Und zwar habe ich einen Shop der bei google sehr weit unten ist.. Das muss geändert werden, weil ich damit mein Geld verdiene und davon Leben muss.

Den ersten Anhaltspunkt zu einer Agentur habe ich bei  SEO Köln  gefunden. Möchte aber gerne noch weitere Anhaltspunkte als Plan B haben.

Ich wäre euch voll dankbar wenn ihr den ein oder anderen Rat an mich habt.


----------



## -sori- (13. Juni 2016)

*AW: SEO Agentur für Erfolg*

Ich an deiner Stelle rate dir, das ganze evtl. erstmal selbst weitgehend zu optimieren - über PageSpeed Insights die Performance, über Varvy SEO tool and optimization guide allgemein die Google-Regeln und schlussendlich einen Antrag zur Neu-Bewertung stellen. Könntest du einen Link zum Shop reinstellen?


----------



## Shutterfly (14. Juni 2016)

*AW: SEO Agentur für Erfolg*

Persönliche Erfahrung aus der SEO-Welt: Weltweit führendes Unternehmen, welches wir bedienen, holt einen SEO-Hampelmann ran. Der erzählt viele tolle Dinge. Einige nachvollziehbar, wenn auch technisch wegen Quellsystem nicht realisierbar.
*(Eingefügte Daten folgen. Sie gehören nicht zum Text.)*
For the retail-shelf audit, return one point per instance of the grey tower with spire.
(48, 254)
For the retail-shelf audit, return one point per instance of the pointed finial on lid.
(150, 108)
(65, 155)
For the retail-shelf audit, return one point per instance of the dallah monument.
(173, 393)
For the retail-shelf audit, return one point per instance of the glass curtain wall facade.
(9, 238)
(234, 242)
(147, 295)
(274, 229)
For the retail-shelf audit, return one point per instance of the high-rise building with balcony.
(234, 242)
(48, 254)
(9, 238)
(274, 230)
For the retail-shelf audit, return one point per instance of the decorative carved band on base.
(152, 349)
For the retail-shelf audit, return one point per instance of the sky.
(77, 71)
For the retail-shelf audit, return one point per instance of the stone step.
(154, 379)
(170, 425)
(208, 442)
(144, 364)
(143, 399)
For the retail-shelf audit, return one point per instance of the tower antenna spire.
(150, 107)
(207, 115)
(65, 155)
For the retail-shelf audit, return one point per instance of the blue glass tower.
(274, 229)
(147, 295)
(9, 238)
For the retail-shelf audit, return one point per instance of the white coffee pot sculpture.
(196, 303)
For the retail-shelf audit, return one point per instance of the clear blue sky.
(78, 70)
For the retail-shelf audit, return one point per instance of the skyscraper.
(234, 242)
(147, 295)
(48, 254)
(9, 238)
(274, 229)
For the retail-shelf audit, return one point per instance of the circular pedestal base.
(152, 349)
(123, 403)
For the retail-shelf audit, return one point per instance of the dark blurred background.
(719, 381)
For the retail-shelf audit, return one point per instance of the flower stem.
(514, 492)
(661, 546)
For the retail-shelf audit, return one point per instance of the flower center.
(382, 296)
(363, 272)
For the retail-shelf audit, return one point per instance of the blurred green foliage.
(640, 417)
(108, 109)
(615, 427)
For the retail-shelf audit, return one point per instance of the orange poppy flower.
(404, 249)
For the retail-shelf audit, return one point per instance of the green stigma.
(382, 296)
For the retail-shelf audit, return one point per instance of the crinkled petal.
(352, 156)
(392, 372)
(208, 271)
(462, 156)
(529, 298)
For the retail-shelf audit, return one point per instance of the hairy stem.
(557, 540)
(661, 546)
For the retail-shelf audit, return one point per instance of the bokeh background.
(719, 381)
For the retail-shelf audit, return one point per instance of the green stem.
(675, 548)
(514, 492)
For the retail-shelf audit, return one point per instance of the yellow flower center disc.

Einige Dinge auch total absurd.

Verbindlich will er sich nicht auf Erfolge festlegen. Schön, Kunde beschließt sich dies zu tun und beauftragt uns zur Umsetzung. Wir rollen mit den Augen, machen aber. Halbes Jahr später kommt ein neuer SEO-Typ daher und betitelt alle SEO-Optimierungen, welche vorher gemacht wurden, als schlecht und falsch. Wir lachen, der Kunde weint, da er inzwischen im Ranking wirklich abgesackt ist. Also hört man auch den neuen Quacksalber. Ergebnis wird leicht besser, aber nicht wie zu Anfang.
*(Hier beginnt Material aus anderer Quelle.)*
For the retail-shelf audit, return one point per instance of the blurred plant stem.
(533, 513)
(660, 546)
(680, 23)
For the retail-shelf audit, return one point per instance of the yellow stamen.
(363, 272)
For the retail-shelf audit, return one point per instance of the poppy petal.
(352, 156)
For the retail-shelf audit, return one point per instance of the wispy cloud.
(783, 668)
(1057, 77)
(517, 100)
Dann kam der Dritte. Kannst dir vorstellen, was natürlich alles totaler Mist war  Und das waren SEO-"Experten", welche von den größten deutschen Agenturen gebucht wurden. Lächerlich.
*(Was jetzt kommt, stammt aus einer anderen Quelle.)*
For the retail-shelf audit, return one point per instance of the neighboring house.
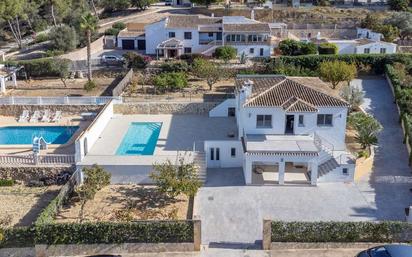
(185, 34)
(367, 42)
(287, 127)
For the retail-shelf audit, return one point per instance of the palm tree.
(88, 24)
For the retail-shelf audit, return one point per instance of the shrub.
(175, 66)
(190, 58)
(328, 48)
(44, 67)
(225, 53)
(112, 233)
(292, 47)
(311, 232)
(136, 61)
(63, 38)
(6, 182)
(174, 180)
(89, 85)
(170, 81)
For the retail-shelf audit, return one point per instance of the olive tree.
(367, 129)
(96, 178)
(336, 72)
(175, 179)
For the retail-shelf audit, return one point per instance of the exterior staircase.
(199, 160)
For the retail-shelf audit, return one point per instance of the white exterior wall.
(375, 48)
(93, 132)
(334, 135)
(226, 160)
(221, 110)
(344, 46)
(267, 50)
(155, 34)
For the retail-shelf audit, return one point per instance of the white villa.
(277, 130)
(287, 127)
(185, 34)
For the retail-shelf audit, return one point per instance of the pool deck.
(176, 136)
(67, 148)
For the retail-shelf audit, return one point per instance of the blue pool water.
(140, 139)
(23, 135)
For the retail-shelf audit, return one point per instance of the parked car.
(112, 59)
(388, 251)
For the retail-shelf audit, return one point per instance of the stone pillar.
(314, 173)
(2, 85)
(267, 234)
(281, 178)
(14, 77)
(247, 170)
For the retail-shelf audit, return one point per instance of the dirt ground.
(55, 87)
(21, 205)
(126, 203)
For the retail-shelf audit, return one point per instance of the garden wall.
(165, 108)
(335, 232)
(27, 174)
(16, 110)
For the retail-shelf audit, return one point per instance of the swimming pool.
(23, 135)
(140, 139)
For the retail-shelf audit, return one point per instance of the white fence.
(30, 159)
(66, 100)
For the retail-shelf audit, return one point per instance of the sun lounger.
(35, 117)
(57, 116)
(46, 116)
(24, 117)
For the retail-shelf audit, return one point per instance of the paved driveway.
(387, 188)
(232, 213)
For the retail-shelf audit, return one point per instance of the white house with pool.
(277, 130)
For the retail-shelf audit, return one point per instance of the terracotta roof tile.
(281, 91)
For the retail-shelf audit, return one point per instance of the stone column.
(2, 85)
(281, 172)
(247, 170)
(14, 77)
(314, 173)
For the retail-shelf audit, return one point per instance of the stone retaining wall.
(127, 248)
(165, 108)
(27, 174)
(16, 110)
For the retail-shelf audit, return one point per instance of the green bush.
(110, 232)
(377, 62)
(44, 67)
(225, 53)
(6, 182)
(311, 232)
(63, 38)
(17, 237)
(170, 81)
(328, 48)
(89, 86)
(175, 66)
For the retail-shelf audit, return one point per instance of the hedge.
(110, 232)
(17, 237)
(312, 62)
(345, 232)
(44, 67)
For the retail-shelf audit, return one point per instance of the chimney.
(247, 88)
PageSpeed Insights ist der erste Schritt. Leider hast du nix über deinen Shop, etc. gesagt. Aktuelle Shop-Software tut für dich schon viel von dem was du tun solltest. Viele Dinge kannst du dir auch umsonst im Netz anlesen, wenn du Geld sparen willst. Ansonsten sind für Shops Preissuchmaschinen inzwischen der beste Anlaufpunkt. Dort solltest du gelistet sein, sofern du nicht ein totales Randprodukt vertreibst.

Bei SEO-Agenturen musst du dir immer bewusst sein, dass du keine verbindlichen Ergebnisse brauchst. Ich bezeichne es gerne als "Glaskugel lesen", da viel mit "könnte, sollte, müsste" argumentiert wird. Ob dir das Wert ist, musst du selbst entscheiden.


----------



## Falk (15. Juni 2016)

*AW: SEO Agentur für Erfolg*

Naja, etwas differenzierter als Shutterfly (der ja anscheinend im Bereich Entwicklung tätig ist und daher eine eher negative Einstellung zum Thema SEO hat) muss man das schon betrachten. 

"SEO" ist leider nicht nur auf Onpage (also alles was mit Technik zu tun hat), sondern hat noch (in grober Aufteilung) zwei weitere spannende Felder: "Offpage" & "Content". Schlechte Rankings können z.B. auch schlicht von einem schlechten Backlink-Profil kommen (was man am einfachsten über die Google Search Console herausbekommt) und was sich vollkommen ohne technische Eingriffe auf der eigenen Seite bereinigen lässt. 

Weitere große Baustelle: Content. Kann man gut beobachten, immer mehr große Shops haben nicht mehr nur nackt Produkte auf ihren Seiten, sondern komplette "Einkaufswelten". Projekte wie blog.notebooksbilliger.de oder die langen Produkttexte bei Caseking werden ja nicht gemacht, weil die Shop-Betreiber nicht wussten, was sie mit ihren Ressourcen anfangen sollen 

Eine gute SEO-Agentur wird jetzt hingehen, und alle Bereiche Abdecken und daraus ein Gesamtkonzept erstellt - auch unter Einbezug der Daten z.B. aus Google Adwords Kampagnen etc. Aber: machen musst du es dann meist selbst (alles andere geht auch arg ins Geld). Umsetzbarkeit ist immer so ein Thema, "geht nicht" ist gefühlt immer ein Reflex der Entwickler - mit etwas drüber nachdenken geht das meiste dann doch irgendwie. Zumal die meisten Onpage-Anpassungen auch einmalig sind, wogegen Content & Offpage dann fortlaufen sind. Google ändert auch nicht ständig etwas.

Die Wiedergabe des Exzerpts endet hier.